General anesthesia, surgery (especially high abdominal and thoracic procedures), as well as suboptimal analgesia, are all contributory factors to abnormal respiratory mechanics in the postoperative period, which may persist for several days . The resulting restrictive respiratory pattern seen in obese patients contributes to an increased work of breathing and the tendency to develop atelectasis. Therefore, weaning from the ventilator may be prolonged, increasing the rate of ICU admissions and the overall hospital length of stay . The rate of reintubation may also be higher when compared to normal weight patients. Noninvasive ventilation modalities have been developed trying to decrease the incidence of postoperative respiratory complications and avoid reintubation in the immediate postoperative period.
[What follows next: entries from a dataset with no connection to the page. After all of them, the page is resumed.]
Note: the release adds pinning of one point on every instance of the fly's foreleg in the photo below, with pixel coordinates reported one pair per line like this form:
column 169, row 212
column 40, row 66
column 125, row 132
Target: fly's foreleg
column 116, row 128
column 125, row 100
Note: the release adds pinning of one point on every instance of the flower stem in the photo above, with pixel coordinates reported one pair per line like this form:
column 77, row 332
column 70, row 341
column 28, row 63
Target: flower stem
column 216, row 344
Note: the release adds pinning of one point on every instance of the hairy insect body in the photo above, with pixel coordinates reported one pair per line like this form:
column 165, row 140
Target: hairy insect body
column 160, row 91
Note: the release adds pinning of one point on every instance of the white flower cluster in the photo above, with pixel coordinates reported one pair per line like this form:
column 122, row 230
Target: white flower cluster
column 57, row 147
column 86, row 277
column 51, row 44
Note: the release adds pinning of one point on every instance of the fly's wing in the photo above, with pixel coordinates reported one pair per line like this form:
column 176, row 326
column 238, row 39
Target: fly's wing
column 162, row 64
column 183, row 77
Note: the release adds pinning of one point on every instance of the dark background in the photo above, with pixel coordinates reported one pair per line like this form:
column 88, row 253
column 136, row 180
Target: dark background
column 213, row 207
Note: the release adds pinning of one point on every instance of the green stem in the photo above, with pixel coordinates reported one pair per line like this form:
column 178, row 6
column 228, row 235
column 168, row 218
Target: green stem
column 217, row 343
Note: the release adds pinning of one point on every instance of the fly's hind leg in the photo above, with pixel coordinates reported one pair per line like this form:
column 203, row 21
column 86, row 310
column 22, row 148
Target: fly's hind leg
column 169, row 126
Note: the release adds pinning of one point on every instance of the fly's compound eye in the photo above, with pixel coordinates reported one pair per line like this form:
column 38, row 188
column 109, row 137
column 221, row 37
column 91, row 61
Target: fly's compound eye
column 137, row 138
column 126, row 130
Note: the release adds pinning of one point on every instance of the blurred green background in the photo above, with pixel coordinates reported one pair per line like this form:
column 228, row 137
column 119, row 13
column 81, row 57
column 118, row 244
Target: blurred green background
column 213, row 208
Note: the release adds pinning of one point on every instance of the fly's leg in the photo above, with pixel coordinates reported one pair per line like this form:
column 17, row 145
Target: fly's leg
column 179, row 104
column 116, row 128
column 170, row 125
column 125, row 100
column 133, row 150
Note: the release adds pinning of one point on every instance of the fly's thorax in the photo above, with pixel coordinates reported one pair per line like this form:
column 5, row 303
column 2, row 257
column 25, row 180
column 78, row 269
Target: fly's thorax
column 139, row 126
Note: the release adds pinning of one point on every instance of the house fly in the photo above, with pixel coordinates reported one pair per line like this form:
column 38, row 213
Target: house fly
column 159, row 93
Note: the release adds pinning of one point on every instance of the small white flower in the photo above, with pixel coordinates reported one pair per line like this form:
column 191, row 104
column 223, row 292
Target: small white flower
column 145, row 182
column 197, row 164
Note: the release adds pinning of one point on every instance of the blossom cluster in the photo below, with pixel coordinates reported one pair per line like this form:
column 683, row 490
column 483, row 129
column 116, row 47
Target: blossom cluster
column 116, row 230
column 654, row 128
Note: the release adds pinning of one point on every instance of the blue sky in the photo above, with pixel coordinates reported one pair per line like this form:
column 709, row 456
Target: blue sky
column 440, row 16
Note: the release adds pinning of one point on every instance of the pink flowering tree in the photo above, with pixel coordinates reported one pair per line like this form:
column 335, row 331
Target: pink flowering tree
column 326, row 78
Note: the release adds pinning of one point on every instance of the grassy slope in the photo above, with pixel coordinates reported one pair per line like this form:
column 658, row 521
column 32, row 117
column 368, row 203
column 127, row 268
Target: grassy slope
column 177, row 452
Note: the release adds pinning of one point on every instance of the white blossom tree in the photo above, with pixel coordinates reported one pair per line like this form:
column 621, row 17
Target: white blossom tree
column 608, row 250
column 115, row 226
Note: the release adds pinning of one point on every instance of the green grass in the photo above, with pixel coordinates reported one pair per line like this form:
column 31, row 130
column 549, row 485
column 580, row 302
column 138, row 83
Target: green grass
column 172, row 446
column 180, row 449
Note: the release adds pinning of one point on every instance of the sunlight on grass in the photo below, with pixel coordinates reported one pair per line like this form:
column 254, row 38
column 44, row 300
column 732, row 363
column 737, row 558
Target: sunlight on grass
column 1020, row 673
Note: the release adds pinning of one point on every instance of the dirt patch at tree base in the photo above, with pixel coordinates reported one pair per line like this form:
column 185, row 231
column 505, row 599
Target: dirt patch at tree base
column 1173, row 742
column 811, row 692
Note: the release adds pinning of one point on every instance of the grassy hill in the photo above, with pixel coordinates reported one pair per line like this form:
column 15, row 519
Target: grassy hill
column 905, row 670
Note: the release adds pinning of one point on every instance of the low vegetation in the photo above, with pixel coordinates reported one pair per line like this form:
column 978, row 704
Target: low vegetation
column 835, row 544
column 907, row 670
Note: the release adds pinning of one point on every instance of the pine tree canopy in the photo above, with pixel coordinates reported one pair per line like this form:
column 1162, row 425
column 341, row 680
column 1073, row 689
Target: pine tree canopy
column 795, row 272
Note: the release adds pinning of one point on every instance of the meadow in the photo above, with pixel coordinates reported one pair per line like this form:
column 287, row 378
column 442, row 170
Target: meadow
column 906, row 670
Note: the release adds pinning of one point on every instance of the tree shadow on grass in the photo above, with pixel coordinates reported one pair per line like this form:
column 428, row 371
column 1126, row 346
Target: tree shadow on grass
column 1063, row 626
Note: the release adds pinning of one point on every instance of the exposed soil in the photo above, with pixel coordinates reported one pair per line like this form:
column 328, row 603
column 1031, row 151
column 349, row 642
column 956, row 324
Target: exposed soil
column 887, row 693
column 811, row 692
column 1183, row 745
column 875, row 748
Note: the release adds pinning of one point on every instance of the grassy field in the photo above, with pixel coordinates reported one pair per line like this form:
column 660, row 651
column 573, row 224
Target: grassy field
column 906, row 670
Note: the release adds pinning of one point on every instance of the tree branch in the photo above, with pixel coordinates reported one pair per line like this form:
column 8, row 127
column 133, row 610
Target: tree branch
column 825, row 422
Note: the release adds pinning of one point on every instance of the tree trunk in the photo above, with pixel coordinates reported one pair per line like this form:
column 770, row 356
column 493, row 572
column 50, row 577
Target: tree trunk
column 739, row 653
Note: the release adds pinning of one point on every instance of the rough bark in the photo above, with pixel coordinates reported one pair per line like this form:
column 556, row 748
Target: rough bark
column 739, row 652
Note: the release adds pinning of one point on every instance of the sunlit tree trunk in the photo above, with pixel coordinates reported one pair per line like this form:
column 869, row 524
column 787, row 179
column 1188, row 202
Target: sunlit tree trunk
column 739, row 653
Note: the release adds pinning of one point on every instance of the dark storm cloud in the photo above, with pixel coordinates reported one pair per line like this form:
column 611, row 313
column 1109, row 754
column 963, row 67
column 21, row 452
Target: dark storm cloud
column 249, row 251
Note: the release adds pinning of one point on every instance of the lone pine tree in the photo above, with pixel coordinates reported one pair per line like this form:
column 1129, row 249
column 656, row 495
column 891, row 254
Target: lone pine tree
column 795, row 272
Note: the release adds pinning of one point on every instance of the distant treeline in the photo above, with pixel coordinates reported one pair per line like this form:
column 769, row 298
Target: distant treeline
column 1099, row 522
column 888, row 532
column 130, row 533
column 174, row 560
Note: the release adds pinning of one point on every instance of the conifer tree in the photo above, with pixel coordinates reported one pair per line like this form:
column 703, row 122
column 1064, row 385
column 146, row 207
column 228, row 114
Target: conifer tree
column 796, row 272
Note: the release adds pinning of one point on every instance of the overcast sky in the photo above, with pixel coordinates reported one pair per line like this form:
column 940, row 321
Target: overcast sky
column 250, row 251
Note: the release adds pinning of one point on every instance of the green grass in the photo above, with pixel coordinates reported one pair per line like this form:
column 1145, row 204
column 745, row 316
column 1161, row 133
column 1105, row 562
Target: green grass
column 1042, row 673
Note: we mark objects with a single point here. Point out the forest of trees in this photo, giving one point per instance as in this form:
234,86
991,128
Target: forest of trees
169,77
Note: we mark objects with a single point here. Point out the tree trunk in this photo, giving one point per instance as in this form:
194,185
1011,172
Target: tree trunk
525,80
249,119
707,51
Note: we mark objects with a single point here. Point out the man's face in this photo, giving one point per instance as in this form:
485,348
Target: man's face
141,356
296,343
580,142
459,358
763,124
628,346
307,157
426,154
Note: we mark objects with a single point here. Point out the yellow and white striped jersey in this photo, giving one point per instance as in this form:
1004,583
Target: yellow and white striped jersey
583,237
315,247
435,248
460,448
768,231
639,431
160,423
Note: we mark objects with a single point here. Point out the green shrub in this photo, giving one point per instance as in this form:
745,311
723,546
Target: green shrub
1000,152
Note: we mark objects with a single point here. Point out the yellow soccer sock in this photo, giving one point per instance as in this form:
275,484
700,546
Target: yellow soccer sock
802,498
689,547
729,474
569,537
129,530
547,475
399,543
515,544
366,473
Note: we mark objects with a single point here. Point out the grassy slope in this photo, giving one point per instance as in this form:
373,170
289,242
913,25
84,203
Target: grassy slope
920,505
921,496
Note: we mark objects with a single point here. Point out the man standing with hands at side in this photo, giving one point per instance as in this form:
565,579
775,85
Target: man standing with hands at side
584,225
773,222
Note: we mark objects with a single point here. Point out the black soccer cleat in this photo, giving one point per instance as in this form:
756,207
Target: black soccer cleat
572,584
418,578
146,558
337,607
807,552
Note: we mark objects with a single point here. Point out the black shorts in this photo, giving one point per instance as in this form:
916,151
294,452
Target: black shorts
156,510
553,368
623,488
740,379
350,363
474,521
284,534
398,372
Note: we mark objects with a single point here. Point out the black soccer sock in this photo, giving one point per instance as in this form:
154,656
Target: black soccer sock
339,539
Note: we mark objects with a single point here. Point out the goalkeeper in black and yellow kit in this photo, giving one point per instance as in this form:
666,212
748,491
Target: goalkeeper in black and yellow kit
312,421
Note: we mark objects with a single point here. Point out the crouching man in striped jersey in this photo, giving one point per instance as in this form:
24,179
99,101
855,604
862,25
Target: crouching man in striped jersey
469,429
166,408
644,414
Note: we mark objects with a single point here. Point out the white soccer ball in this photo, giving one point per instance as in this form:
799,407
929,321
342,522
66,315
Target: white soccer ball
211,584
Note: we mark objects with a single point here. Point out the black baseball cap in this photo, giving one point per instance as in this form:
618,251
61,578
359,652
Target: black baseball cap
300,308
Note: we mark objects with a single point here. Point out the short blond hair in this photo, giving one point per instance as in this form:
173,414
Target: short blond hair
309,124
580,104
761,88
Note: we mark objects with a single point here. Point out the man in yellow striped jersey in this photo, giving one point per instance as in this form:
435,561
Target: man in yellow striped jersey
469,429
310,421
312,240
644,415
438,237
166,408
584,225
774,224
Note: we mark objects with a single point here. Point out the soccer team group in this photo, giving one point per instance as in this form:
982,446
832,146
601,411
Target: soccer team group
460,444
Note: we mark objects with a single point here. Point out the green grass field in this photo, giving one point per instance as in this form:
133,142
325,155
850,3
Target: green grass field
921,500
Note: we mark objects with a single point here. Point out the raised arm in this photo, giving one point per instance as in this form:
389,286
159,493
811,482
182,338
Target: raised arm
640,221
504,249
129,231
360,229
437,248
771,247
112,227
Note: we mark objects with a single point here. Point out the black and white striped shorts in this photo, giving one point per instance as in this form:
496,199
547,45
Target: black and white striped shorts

Non invasive ventilation (NIV) refers to techniques used to support respiration without the use of endotracheal intubation . This can be either a preventive or a curative maneuver, once respiratory failure has occurred. The main goals of NIV are to (1) decrease the work of breathing, (2) increase alveolar recruitment, and (3) decrease left ventricular afterload with an increase in cardiac output and an improvement in hemodynamics . Two modalities have been described to achieve these goals: CPAP (continuous positive end-expiratory pressure) and NPPV (noninvasive positive pressure ventilation).
Obese patients have significant changes in static and dynamic respiratory mechanics, as well as multiple preoperative comorbidities, which should be considered when providing general anesthesia. The preoperative evaluation should be tailored to identify patients at risk for difficult ventilation and intubation and postoperative complications. The analgesia plan should be executed starting in the preoperative area. Intraoperative ventilatory settings should be customized to the changes in respiratory mechanics for the specific patient and procedure. Several non invasive ventilatory modalities are available to increase the success rate of extubation at the end of the case and to prevent reintubation. However, they are not free of risks and complications. A high index of suspicion for postoperative respiratory complications is necessary prior to the start of the case, as well as a thorough multidisciplinary approach to the perioperative care in order to optimize outcomes.